Let $\left[{a \,.\,.\, b}\right) \subset \R$ be a half-open interval of $\R$.

Then $\left[{a \,.\,.\, b}\right)$ is not a closed set of $\R$.

Similarly, the half-open interval $\left({a \,.\,.\, b}\right] \subset \R$ is not a closed set of $\R$.



$A := \R \setminus \left[{a \,.\,.\, b}\right) = \left({-\infty \,.\,.\, a}\right) \cup \left[{b \,.\,.\, \infty}\right)$

Let $A:= \left({-\infty \,.\,.\, a}\right)$ and let $B := \left[{b \,.\,.\, \infty}\right)$.

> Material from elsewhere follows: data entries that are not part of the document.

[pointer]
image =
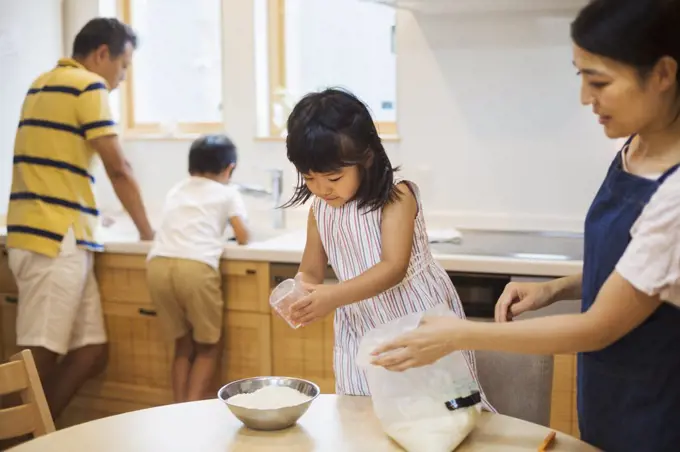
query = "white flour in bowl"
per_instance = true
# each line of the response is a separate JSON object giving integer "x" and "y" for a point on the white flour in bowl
{"x": 269, "y": 398}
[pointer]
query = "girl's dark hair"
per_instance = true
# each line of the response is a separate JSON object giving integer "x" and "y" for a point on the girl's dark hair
{"x": 333, "y": 129}
{"x": 634, "y": 32}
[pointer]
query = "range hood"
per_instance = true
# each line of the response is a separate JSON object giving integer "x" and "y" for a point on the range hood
{"x": 485, "y": 6}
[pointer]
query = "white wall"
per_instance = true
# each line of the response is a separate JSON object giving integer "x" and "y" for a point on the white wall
{"x": 489, "y": 119}
{"x": 30, "y": 43}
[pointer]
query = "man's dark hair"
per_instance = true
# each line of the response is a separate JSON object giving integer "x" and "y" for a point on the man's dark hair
{"x": 103, "y": 31}
{"x": 211, "y": 154}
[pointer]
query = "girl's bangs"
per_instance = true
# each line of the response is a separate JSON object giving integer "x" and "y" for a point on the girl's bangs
{"x": 320, "y": 151}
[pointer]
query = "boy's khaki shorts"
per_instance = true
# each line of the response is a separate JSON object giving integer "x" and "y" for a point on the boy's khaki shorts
{"x": 188, "y": 297}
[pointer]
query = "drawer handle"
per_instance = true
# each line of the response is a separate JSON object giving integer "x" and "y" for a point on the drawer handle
{"x": 147, "y": 312}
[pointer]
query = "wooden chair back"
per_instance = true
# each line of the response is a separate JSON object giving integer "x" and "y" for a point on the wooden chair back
{"x": 33, "y": 416}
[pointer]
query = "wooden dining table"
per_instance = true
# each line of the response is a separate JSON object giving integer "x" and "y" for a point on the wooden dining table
{"x": 332, "y": 423}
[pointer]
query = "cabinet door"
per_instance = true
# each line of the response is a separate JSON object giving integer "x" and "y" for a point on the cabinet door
{"x": 140, "y": 357}
{"x": 563, "y": 415}
{"x": 7, "y": 284}
{"x": 247, "y": 346}
{"x": 245, "y": 286}
{"x": 8, "y": 335}
{"x": 122, "y": 278}
{"x": 304, "y": 353}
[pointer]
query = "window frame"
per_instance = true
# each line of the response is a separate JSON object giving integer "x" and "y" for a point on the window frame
{"x": 276, "y": 49}
{"x": 141, "y": 129}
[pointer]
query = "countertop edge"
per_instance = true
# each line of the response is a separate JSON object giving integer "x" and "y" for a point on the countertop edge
{"x": 450, "y": 262}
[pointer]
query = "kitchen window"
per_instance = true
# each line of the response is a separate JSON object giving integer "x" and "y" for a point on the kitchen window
{"x": 303, "y": 46}
{"x": 175, "y": 83}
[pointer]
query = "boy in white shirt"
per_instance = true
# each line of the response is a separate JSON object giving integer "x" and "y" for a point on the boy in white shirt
{"x": 183, "y": 265}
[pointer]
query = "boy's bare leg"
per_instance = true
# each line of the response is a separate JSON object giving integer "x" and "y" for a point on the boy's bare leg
{"x": 181, "y": 367}
{"x": 203, "y": 370}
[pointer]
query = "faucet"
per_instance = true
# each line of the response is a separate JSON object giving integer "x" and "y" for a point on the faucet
{"x": 276, "y": 182}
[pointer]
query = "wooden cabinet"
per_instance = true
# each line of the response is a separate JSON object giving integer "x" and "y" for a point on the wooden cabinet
{"x": 8, "y": 335}
{"x": 7, "y": 284}
{"x": 245, "y": 286}
{"x": 563, "y": 415}
{"x": 247, "y": 346}
{"x": 304, "y": 353}
{"x": 140, "y": 356}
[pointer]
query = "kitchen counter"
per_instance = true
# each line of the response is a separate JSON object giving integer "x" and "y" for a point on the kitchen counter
{"x": 287, "y": 247}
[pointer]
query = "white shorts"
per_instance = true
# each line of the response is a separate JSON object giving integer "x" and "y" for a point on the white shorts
{"x": 59, "y": 306}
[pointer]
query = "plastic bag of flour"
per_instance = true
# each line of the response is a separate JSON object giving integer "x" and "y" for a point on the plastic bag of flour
{"x": 426, "y": 409}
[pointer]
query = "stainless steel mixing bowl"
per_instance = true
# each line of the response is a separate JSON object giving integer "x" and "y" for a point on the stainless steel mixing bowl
{"x": 275, "y": 419}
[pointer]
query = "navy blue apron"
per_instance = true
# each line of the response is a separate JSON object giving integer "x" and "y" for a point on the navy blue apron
{"x": 629, "y": 392}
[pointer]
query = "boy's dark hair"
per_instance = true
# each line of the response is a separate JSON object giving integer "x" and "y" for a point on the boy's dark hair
{"x": 634, "y": 32}
{"x": 333, "y": 129}
{"x": 103, "y": 31}
{"x": 211, "y": 154}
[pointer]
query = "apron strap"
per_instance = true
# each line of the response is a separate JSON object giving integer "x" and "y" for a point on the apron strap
{"x": 669, "y": 172}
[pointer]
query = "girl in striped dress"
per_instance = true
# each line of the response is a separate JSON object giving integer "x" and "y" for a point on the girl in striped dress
{"x": 369, "y": 227}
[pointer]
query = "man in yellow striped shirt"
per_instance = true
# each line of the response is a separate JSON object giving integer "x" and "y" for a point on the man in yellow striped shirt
{"x": 52, "y": 215}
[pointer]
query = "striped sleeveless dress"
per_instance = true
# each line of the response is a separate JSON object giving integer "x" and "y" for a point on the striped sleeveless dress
{"x": 351, "y": 238}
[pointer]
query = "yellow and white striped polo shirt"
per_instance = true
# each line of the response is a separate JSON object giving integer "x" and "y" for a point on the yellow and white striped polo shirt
{"x": 51, "y": 181}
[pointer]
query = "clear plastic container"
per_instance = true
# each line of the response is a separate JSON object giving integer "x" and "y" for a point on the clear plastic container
{"x": 285, "y": 295}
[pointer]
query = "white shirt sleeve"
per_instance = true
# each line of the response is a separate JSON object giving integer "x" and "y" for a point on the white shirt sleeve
{"x": 651, "y": 263}
{"x": 235, "y": 205}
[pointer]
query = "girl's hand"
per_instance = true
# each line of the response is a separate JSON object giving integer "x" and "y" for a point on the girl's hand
{"x": 434, "y": 338}
{"x": 320, "y": 302}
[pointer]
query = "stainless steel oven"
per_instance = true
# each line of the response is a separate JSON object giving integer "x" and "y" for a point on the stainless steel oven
{"x": 479, "y": 292}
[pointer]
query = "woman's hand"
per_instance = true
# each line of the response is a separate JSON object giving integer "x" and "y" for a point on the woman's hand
{"x": 320, "y": 302}
{"x": 435, "y": 337}
{"x": 518, "y": 298}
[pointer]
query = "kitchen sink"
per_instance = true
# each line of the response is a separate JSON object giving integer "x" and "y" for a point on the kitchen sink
{"x": 539, "y": 245}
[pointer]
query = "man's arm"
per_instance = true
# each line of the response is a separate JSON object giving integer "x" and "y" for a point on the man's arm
{"x": 123, "y": 181}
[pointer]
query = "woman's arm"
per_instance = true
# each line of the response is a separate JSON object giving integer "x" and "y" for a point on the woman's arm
{"x": 314, "y": 259}
{"x": 520, "y": 297}
{"x": 567, "y": 288}
{"x": 618, "y": 309}
{"x": 398, "y": 224}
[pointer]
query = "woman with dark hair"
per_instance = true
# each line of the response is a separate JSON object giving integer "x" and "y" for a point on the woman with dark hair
{"x": 628, "y": 334}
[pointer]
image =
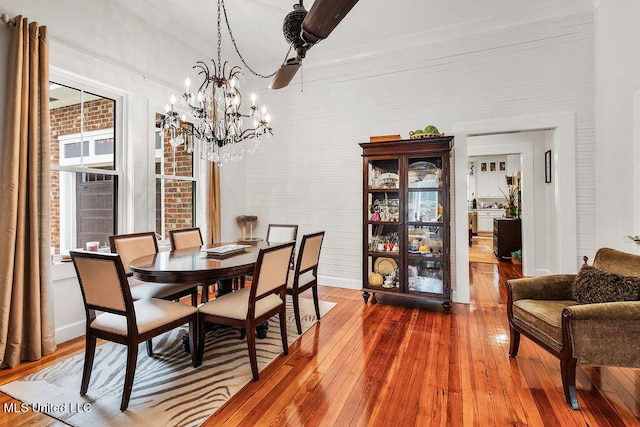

Let $B_\epsilon \left({b}\right)$ be the open $\epsilon$-ball of $b$.

We have that $b - \epsilon < b$ and so $B_\epsilon \left({b}\right) = \left({b - \epsilon \,.\,.\, b + \epsilon}\right)$ does not lie entirely in $\left[{b \,.\,.\, \infty}\right)$.

Now $b - \epsilon$ may itself lie in $A$.


$\left[{a \,.\,.\, b}\right) \cap B_\epsilon \left({b}\right) \ne \varnothing$

and so there are elements of $B_\epsilon \left({b}\right)$ which are not in $\left({-\infty \,.\,.\, a}\right) \cup \left[{b \,.\,.\, \infty}\right)$.

So $\left({-\infty \,.\,.\, a}\right) \cup \left[{b \,.\,.\, \infty}\right)$ is not an open set of $\R$.

Thus, by definition, $\left[{a \,.\,.\, b}\right)$ is not a closed set of $\R$.

Hence the result.

Mutatis mutandis, the argument also shows that $\left({a \,.\,.\, b}\right] \subset \R$ is neither an open set nor a closed set of $\R$.